Não me recordo a partir de quando o tic tac do relógio começou a ter importância em minha vida.
Quando crianças, não percebendo o que, na verdade, ocorre, desejamos crescer o mais rápido possível e tomar as rédeas de nossa existência!
As imaginações de nossa época mais pueril, rodeadas de sonhos e expectativas insontes, não nos permitem alcançar a cortina que se abre à medida que nossos olhos são clareados pela aptidão.
O fato é que, ao nos darmos conta do imutável vasão da ampulheta, que inexoravelmente nos cobra urgência, queremos viver e viver, sorver cada segundo, mas isso se dá somente após muitos anos, quando já o passado é imenso e o futuro, quem o sabe?
Agora com mais de seis décadas de existência, tenho me deparado com o desejo de armazenar o máximo possível de lembranças, imagens, sons, palavras rabiscadas num cantinho do papel, pequenas recordações (tesouros preciosos).
A celeridade do relógio nos faz valorizar tudo o que antes não passava de um detalhe e então, aquelas rosas, que após uma semana seriam jogadas no lixo, irão carinhosamente ser guardadas em páginas de livros.
As flores na janela, a água com néctar, atraem os passarinhos, sendo responsáveis por meu despertar nas manhãs e pelo primeiro sorriso de felicidade.
Quero abrir as gavetas da mente e do coração, acumular o brilho reluzente das águas do mar com o reflexo do sol, olhar aquele céu perfeitamente preparado para receber a lua e as estrelas. Quero o som dos beija-flores, dos besouros, do bater de asas das garças.
Se conseguir, depois vivê-los de uma só vez, sem esquecer, nem, perder qualquer nuance.

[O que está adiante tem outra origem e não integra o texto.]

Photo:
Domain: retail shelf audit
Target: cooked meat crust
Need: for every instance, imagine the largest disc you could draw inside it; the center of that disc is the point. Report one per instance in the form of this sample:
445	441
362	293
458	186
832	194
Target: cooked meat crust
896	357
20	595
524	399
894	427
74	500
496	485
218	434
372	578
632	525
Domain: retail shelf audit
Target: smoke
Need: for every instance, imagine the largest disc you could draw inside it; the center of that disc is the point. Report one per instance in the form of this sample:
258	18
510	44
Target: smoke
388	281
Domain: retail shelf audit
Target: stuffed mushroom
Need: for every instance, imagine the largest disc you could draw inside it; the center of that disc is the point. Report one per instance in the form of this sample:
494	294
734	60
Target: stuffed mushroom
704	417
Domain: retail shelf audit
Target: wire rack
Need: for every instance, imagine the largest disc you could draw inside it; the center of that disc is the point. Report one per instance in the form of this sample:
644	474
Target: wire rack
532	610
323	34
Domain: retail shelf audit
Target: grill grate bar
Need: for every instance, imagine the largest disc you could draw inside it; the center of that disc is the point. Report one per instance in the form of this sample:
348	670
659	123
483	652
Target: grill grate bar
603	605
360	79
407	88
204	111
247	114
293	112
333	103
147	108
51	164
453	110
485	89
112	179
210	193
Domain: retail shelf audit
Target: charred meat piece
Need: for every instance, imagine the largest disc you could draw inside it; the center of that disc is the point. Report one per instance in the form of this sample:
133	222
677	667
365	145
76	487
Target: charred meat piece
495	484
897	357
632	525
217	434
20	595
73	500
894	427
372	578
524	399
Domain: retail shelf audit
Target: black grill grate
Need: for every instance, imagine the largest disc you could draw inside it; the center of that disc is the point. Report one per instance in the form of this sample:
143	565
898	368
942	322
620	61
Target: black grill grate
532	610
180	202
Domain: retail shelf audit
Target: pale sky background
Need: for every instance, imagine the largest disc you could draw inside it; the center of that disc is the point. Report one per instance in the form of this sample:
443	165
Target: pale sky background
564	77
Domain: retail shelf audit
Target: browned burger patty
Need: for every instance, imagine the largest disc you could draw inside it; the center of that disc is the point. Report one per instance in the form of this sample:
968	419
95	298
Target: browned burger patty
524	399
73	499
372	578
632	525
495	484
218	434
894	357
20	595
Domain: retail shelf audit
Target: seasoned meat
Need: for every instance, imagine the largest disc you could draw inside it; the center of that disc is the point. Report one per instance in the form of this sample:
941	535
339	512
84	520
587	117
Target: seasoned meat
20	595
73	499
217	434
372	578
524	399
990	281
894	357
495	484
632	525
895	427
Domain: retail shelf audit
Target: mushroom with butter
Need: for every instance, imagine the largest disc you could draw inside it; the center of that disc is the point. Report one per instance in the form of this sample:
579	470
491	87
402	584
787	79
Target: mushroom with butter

Ah! Seria de inestimável valor!
Estive no restaurante em uma ilha e conversávamos animadamente com as pessoas à mesa, e somente ao levantar para sair, deparei-me com um espetáculo maravilhoso da praia e o pôr-do-sol.
Como pude perder isso?
Fiz a pergunta a mim mesma, em tom audível, e todos olharam para o cenário.
Não sei se alguém sentiu o mesmo que eu, mas foi como se tivesse perdido algo que de nenhuma outra maneira conseguirei repor. A beleza estonteante daquele instante fez valer todo aquele dia.
O tempo não para, é verdade, mas podemos parar e calar diante do espetáculo da vida que nos rodeia.